莉奈は色と宮を確認しながら見ていた。魔法省長官のタールがいるのは "黒狼宮" 。そこにも行けるみたいである。

行けない宮も勿論ある。例えばシュゼル皇子の " 紫雲宮(シウンキュウ) " は登録されていないのか、いくら回しても紫には変わらない。

行く予定はないからイイけど……。

「ん? 金色? そういえば "金色" ってドコだっけ?」

カチカチ回すと銀の次に金色に変わる。何度回しても金色に変わった。

金色……金色ってドコ?

「……」

「エド?」

エギエディルス皇子にドコだと訊いてみたら、複雑そうに横を向いて唸っていた。

「リナ……」

リック料理長が、顔面蒼白にして頬をヒクヒクとひきつらせていた。当たり前だけど、何処か分かるみたいだ。

「金色って?」

ならリック料理長に訊いてみる。

何故だか知らないけど、エギエディルス皇子は言いにくそうだし。

「「 金天宮(キンテンキュウ) 」」

リック料理長とマテウス副料理長が、顔を硬直させていた。表情を見れば、血色も悪い。

「……」

となれば、2人がそうなる所となる訳で……。

――――え?

―――こっわ!!

そうだよ!! "金色" だもん。あの方しかいないじゃん!!

莉奈は慌ててペンダントを、首から外した。

"金天宮" ってこの国のボスの所だ!!

こわいコワイ怖い恐い!!

「返却致します」

エギエディルス皇子の方へと、ススッとペンダントを滑らせた。

そんな恐ろしい代物を持っていたくはない。こんなモノ返却だよ返却。

「出来る訳がないだろう」

エギエディルス皇子が渇いた笑いを浮かべながら、ペンダントを手に取るとゆっくり莉奈に歩み寄る。そして顔面蒼白で嫌がる莉奈の首に掛けてきた。
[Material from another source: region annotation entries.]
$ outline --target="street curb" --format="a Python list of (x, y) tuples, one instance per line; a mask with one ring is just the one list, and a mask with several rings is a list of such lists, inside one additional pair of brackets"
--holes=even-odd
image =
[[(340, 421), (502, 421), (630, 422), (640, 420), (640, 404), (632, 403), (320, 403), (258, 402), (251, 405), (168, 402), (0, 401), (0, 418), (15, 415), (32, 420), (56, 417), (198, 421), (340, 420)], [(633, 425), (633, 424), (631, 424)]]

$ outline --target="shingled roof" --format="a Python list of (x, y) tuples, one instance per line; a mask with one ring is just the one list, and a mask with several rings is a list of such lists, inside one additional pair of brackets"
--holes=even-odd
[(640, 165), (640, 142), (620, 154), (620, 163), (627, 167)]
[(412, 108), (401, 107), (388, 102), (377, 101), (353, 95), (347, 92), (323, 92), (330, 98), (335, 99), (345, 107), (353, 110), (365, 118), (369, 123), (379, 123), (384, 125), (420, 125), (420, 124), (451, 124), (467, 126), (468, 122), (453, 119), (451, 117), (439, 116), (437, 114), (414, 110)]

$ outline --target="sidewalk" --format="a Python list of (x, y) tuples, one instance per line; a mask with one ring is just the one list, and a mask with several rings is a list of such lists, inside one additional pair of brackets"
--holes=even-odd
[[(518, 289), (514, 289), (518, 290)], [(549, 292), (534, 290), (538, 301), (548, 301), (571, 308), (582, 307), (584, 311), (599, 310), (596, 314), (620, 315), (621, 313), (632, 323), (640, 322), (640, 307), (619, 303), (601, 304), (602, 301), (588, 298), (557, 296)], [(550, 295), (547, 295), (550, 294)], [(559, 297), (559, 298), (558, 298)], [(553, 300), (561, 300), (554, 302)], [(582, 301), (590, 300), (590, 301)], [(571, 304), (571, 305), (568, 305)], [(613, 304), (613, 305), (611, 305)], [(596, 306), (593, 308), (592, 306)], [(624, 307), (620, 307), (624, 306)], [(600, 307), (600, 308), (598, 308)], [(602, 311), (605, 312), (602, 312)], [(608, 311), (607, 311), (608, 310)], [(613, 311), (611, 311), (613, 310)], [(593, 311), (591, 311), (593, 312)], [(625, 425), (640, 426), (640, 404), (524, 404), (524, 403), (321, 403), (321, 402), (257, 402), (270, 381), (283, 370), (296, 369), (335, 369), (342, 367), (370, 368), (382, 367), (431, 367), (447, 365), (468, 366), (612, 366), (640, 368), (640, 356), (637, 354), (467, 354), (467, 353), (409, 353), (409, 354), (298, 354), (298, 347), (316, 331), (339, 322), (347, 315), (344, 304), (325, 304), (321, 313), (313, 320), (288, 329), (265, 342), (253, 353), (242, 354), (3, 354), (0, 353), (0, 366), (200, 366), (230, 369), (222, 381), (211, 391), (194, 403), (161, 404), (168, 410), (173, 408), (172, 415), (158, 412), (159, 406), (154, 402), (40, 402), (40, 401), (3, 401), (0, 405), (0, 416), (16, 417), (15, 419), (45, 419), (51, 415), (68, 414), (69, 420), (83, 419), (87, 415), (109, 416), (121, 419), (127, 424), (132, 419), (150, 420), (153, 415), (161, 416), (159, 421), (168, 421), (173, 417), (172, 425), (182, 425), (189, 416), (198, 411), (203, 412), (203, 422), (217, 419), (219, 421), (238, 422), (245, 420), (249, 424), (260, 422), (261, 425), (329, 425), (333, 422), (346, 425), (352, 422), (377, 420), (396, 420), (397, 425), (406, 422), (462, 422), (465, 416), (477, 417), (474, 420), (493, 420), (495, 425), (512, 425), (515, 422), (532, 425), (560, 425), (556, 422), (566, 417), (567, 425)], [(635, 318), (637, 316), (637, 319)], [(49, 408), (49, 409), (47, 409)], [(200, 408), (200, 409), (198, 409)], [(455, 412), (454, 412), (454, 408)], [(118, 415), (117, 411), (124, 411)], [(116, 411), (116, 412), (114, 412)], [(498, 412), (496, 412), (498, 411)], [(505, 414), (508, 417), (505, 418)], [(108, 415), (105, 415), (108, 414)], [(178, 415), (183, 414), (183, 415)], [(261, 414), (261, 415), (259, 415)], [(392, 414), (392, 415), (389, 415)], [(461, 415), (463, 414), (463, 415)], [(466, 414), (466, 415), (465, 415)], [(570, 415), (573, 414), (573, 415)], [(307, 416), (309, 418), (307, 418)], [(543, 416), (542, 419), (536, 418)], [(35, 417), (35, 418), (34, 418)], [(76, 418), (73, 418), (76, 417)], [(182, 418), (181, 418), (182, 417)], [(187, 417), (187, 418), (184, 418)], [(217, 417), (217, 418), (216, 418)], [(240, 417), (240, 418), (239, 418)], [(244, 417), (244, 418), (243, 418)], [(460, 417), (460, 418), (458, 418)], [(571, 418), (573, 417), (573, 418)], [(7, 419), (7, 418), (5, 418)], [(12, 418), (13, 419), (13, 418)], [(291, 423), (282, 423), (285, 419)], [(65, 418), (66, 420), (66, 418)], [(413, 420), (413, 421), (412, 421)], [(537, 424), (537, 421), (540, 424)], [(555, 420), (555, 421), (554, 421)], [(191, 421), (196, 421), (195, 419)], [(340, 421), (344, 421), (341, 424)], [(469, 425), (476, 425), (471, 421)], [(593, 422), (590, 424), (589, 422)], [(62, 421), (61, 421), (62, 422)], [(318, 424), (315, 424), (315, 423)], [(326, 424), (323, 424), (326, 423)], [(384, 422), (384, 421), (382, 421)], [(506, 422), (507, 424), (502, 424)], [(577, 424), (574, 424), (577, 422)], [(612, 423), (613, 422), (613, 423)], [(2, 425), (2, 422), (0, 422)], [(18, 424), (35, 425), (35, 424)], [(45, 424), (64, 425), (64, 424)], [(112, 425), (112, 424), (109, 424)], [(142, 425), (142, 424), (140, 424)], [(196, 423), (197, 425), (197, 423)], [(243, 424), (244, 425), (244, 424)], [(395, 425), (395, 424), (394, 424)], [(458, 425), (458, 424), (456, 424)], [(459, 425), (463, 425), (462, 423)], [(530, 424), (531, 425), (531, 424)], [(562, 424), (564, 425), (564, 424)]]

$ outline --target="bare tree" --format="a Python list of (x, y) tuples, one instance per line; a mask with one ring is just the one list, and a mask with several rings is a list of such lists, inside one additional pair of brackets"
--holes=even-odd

ノーノーと首や手を振る莉奈を完全に無視し、再び莉奈の首にペンダントが戻ってしまった。

「最悪だ」

莉奈は魂が身体から抜け始めていた。

これはペンダントではない "首輪" だ。

外す事の出来ない呪いの首輪に違いない。

「ワタシハノロワレテシマッタ」

莉奈は魂が抜けていくのを感じたのであった。